US 12,223,967 B2
	Audio decoder, apparatus for determining a set of values defining characteristics of a filter, methods for providing a decoded audio representation, methods for determining a set of values defining characteristics of a filter and computer program
Guillaume Fuchs, Erlangen (DE); Srikanth Korse, Erlangen (DE); and Emmanuel Ravelli, Erlangen (DE)
Assigned to Fraunhofer-Gesellschaft zur Foerderung der angewandten Forschung e.V., Munich (DE)
Filed by Fraunhofer-Gesellschaft zur Foerderung der angewandten Forschung e.V., Munich (DE)
Filed on Oct. 7, 2021, as Appl. No. 17/496,560.
Application 17/496,560 is a continuation of application No. PCT/EP2020/060148, filed on Apr. 9, 2020.
Prior Publication US 2022/0223161 A1, Jul. 14, 2022
Int. Cl. G10L 19/02 (2013.01); G06N 3/048 (2023.01); G06N 3/08 (2023.01); G10L 21/0316 (2013.01)

CPC G10L 19/02 (2013.01) [G06N 3/048 (2023.01); G06N 3/08 (2013.01); G10L 21/0316 (2013.01)]

26 Claims

1. An audio decoder for providing a decoded audio representation on the basis of an encoded audio representation,

wherein the audio decoder comprises a filter for providing an enhanced audio representation of the decoded audio representation,

wherein the filter is configured to acquire a plurality of scaling values, which are associated with different frequency bins or frequency ranges, on the basis of spectral values of the decoded audio representation which are associated with different frequency bins or frequency ranges, and

wherein the filter is configured to scale spectral values of the decoded audio signal representation, or a pre-processed version thereof, using the scaling values, to acquire the enhanced audio representation;

wherein the filter comprises a Neural network or a machine learning structure configured to provide the scaling values on the basis of a plurality of spectral values describing the decoded audio representation, spectral values which are associated with different frequency bins or frequency ranges;

wherein the filter is configured to normalize input features of the neural network or of the machine learning structure to a predetermined mean value and/or to a predetermined variance or standard deviation.

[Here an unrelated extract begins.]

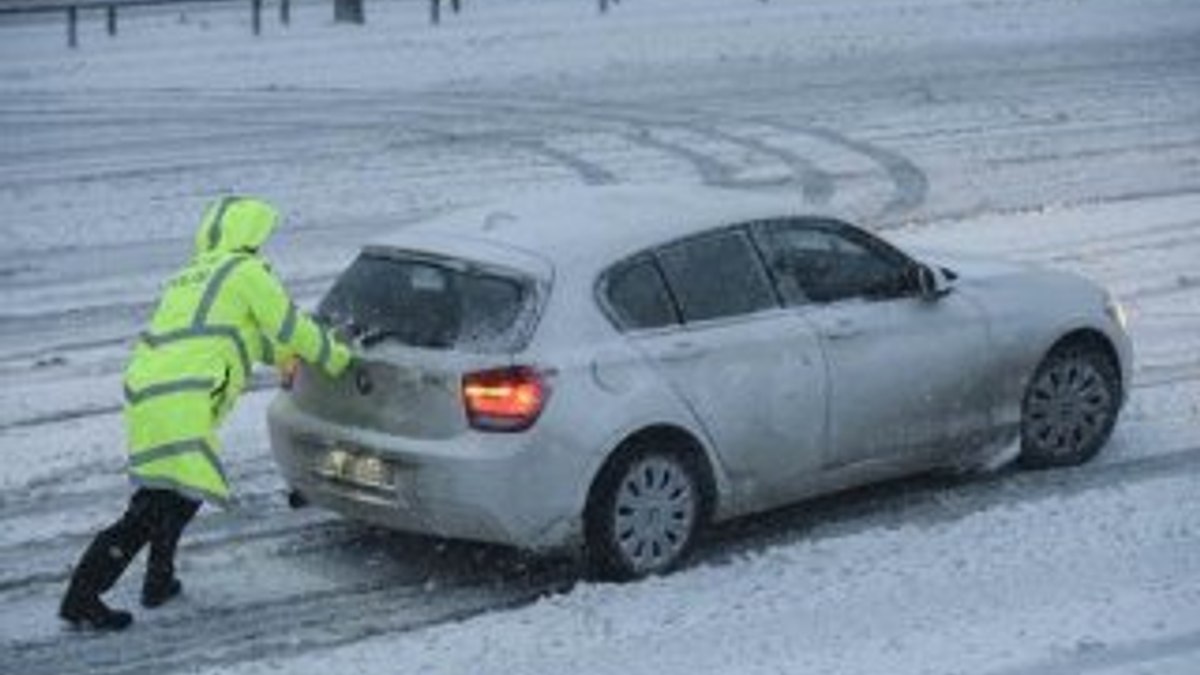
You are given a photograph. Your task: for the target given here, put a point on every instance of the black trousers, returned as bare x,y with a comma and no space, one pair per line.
154,517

22. A method for providing an enhanced audio representation on the basis of an encoded audio representation,

wherein the method comprises providing a decoded audio representation of the encoded audio representation,

wherein the method comprises acquiring a plurality of scaling values, which are associated with different frequency bins or frequency ranges, on the basis of spectral values of the decoded audio representation which are associated with different frequency bins or frequency ranges, and wherein the method comprises scaling spectral values of the decoded audio signal representation, or a pre-processed version thereof, using the scaling values, to acquire the enhanced audio representation;

wherein the method comprises using a Neural network or a machine learning to provide the scaling values on the basis of a plurality of spectral values describing the decoded audio representation, spectral values which are associated with different frequency bins or frequency ranges;

wherein the method comprises normalizing input features of the neural network or of the machine learning to a predetermined mean value and/or to a predetermined variance or standard deviation.

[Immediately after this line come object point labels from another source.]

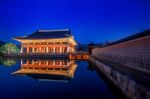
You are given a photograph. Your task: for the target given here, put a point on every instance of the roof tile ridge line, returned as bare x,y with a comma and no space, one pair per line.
53,30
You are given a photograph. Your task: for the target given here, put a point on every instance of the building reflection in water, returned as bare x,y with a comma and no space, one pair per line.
57,70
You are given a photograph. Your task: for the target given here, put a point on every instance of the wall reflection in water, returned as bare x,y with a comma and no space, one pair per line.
57,70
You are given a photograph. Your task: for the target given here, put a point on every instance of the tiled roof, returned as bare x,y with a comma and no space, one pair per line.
47,34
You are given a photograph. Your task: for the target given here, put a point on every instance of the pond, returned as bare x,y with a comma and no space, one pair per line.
47,78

24. An audio decoder for providing a decoded audio representation on the basis of an encoded audio representation,

wherein the audio decoder comprises a filter for providing an enhanced audio representation of the decoded audio representation,

wherein the filter is configured to determine a plurality of scaling values associated with a current frame on the basis of spectral values of the decoded audio representation, which are associated with different frequency bins or frequency ranges, of one or more frames following the current frame.

25. A method for providing an enhanced audio representation on the basis of an encoded audio representation,

wherein the method comprises providing a decoded audio representation of the encoded audio representation,

wherein the method comprises scaling spectral values of the decoded audio signal representation, or a pre-processed version thereof, using the scaling values, to acquire the enhanced audio representation;

wherein a plurality of scaling values associated with a current frame are determined on the basis of spectral values of the decoded audio representation, which are associated with different frequency bins or frequency ranges, of one or more frames following the current frame.